I have followed the world-wide-web as it relates to Telecom companies for it seems for ever (surely only 15 years? Ed). They were well positioned to use their relationships coupled with their ownership of the transport part of the internet value chain to become major factors in the internet space. It never happened. One of the criticisms, leveled at the Telcos was their insistence, early on, of operating a walled garden, where the Telcos controlled access and gave significant preference to specific applications (mostly their own or white-labeled from other providers). Consumers viewed this as restrictive and not helpful.
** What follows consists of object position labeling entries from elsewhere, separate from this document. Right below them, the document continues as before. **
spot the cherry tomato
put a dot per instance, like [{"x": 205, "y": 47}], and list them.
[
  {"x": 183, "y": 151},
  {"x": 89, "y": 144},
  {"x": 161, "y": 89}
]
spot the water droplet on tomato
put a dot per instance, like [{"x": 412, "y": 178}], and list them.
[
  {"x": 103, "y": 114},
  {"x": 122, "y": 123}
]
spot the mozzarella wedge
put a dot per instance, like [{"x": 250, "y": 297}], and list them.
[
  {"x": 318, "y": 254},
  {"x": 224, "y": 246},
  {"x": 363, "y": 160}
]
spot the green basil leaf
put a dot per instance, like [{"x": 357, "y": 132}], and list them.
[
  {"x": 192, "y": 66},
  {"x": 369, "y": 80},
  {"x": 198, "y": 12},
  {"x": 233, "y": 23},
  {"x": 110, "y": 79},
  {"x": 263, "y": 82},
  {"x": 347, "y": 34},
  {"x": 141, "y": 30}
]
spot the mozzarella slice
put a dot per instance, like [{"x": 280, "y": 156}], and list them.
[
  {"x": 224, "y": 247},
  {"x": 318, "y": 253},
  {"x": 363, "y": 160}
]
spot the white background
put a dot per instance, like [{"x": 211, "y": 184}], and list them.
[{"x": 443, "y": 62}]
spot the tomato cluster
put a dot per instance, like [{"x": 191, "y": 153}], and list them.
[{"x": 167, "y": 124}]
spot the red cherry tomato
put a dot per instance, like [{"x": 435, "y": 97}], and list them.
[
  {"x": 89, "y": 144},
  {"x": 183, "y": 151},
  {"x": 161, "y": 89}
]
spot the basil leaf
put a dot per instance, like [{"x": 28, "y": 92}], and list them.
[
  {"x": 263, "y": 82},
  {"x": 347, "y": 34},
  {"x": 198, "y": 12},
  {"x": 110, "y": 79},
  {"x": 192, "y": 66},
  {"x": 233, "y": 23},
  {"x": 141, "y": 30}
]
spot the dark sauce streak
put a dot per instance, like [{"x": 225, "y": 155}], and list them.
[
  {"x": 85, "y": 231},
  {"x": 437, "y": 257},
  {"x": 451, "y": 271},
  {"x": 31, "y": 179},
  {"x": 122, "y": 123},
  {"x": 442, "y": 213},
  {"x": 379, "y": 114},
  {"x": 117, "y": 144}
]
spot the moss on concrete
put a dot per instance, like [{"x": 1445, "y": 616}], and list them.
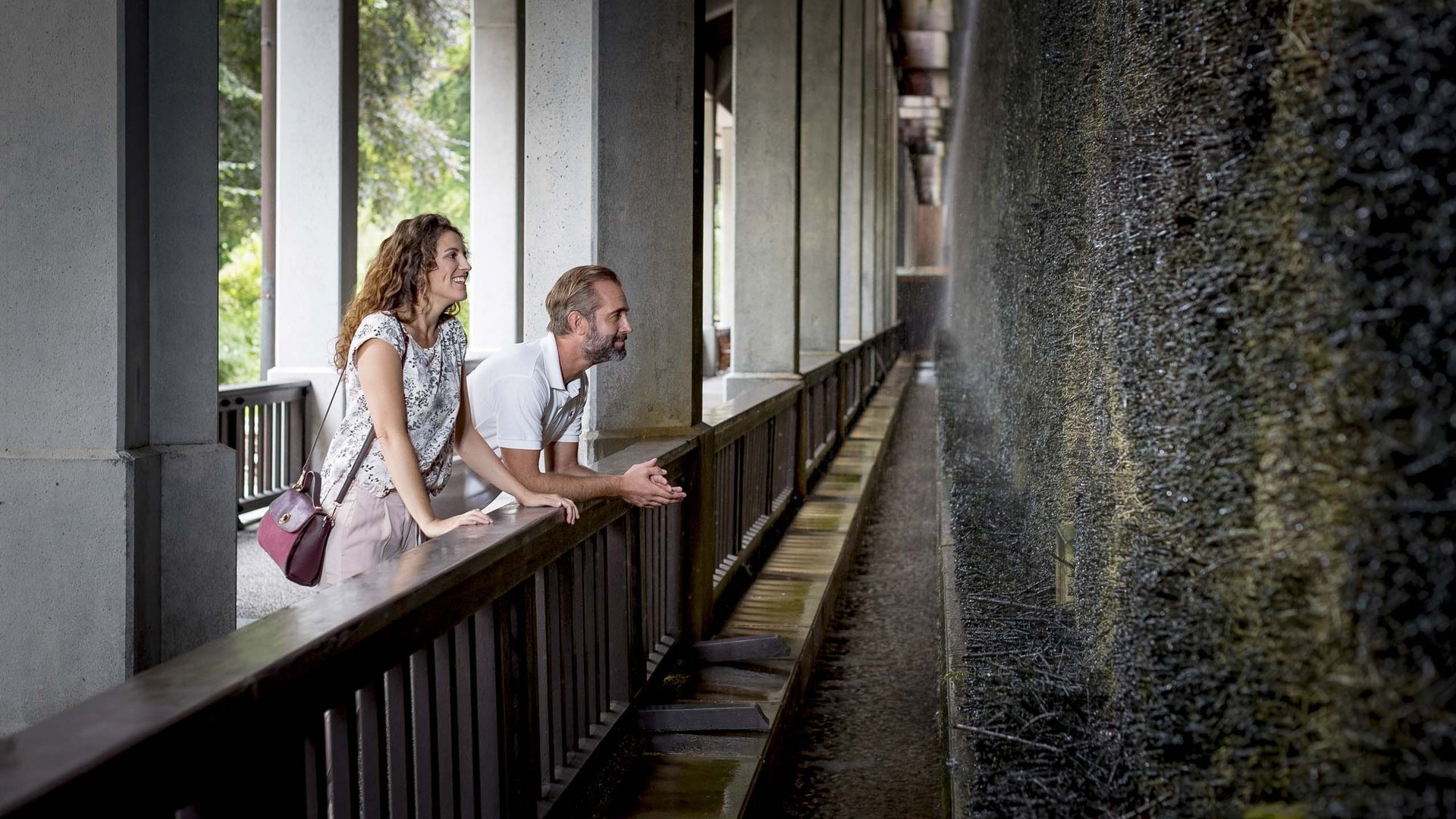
[{"x": 1203, "y": 311}]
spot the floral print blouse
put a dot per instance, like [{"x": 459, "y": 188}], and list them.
[{"x": 431, "y": 404}]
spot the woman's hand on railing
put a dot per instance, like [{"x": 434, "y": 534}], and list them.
[
  {"x": 441, "y": 525},
  {"x": 536, "y": 499}
]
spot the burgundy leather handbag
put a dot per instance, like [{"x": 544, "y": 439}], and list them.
[{"x": 296, "y": 529}]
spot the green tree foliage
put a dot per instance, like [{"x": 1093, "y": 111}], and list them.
[
  {"x": 413, "y": 139},
  {"x": 237, "y": 312}
]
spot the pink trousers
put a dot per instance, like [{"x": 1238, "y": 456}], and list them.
[{"x": 367, "y": 529}]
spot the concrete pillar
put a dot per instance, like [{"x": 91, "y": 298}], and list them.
[
  {"x": 870, "y": 174},
  {"x": 318, "y": 194},
  {"x": 613, "y": 105},
  {"x": 117, "y": 542},
  {"x": 851, "y": 165},
  {"x": 819, "y": 175},
  {"x": 890, "y": 199},
  {"x": 766, "y": 118},
  {"x": 727, "y": 279},
  {"x": 495, "y": 224},
  {"x": 710, "y": 334}
]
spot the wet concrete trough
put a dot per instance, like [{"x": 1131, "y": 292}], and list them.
[{"x": 715, "y": 773}]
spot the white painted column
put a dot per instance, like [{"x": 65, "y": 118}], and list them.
[
  {"x": 892, "y": 196},
  {"x": 318, "y": 194},
  {"x": 727, "y": 278},
  {"x": 708, "y": 334},
  {"x": 851, "y": 167},
  {"x": 870, "y": 169},
  {"x": 819, "y": 175},
  {"x": 117, "y": 534},
  {"x": 495, "y": 85},
  {"x": 766, "y": 120},
  {"x": 612, "y": 105}
]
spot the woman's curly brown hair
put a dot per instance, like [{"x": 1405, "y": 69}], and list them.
[{"x": 397, "y": 279}]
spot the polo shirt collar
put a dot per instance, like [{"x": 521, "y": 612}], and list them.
[{"x": 554, "y": 363}]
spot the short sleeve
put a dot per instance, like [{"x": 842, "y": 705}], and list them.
[
  {"x": 574, "y": 430},
  {"x": 457, "y": 337},
  {"x": 379, "y": 325},
  {"x": 519, "y": 413}
]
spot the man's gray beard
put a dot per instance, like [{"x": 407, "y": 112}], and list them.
[{"x": 601, "y": 347}]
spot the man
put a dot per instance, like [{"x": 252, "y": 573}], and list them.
[{"x": 528, "y": 400}]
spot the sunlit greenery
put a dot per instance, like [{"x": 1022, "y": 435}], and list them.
[{"x": 413, "y": 140}]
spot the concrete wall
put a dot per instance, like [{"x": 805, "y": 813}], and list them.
[
  {"x": 115, "y": 500},
  {"x": 1201, "y": 343}
]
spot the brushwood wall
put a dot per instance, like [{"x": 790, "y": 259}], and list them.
[{"x": 1203, "y": 316}]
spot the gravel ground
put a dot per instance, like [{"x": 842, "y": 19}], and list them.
[
  {"x": 867, "y": 741},
  {"x": 261, "y": 586}
]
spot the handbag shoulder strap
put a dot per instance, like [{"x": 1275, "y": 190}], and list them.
[{"x": 369, "y": 439}]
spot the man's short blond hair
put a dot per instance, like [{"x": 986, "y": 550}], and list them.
[{"x": 577, "y": 292}]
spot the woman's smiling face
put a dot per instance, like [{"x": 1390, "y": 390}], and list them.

It was obvious up front that the benefit of a walled garden was almost all Telco.
So where goes Facebook, in an opinion piece in this Sunday’s NY Times, Randall Stross makes a number of strong points – how Facebook has changed and how its original premise has been lost, in its frenzy to become the de facto web.
The Facebook model of organizing the world’s information involves a mix of personally sensitive information, impersonal information that is potentially widely useful, and information whose sensitivity and usefulness falls in between. It’s a tangle created by Facebook’s origins as the host of unambiguously nonpublic messaging among college students.
People often talk about the two leading social networking sites in a way that sounds like they’re a single entity: FacebookandTwitter. But the two are fundamentally different. Facebook began with a closed, friends-only model, and today has moved to a private-public hybrid, resetting members’ default privacy settings. By contrast, most Twitter users elect to use the service to address the general public.
As I look at this, I see Facebook building its very own walled garden. I am reminded of a quote by George Santayana
Those who cannot remember the past are condemned to repeat it.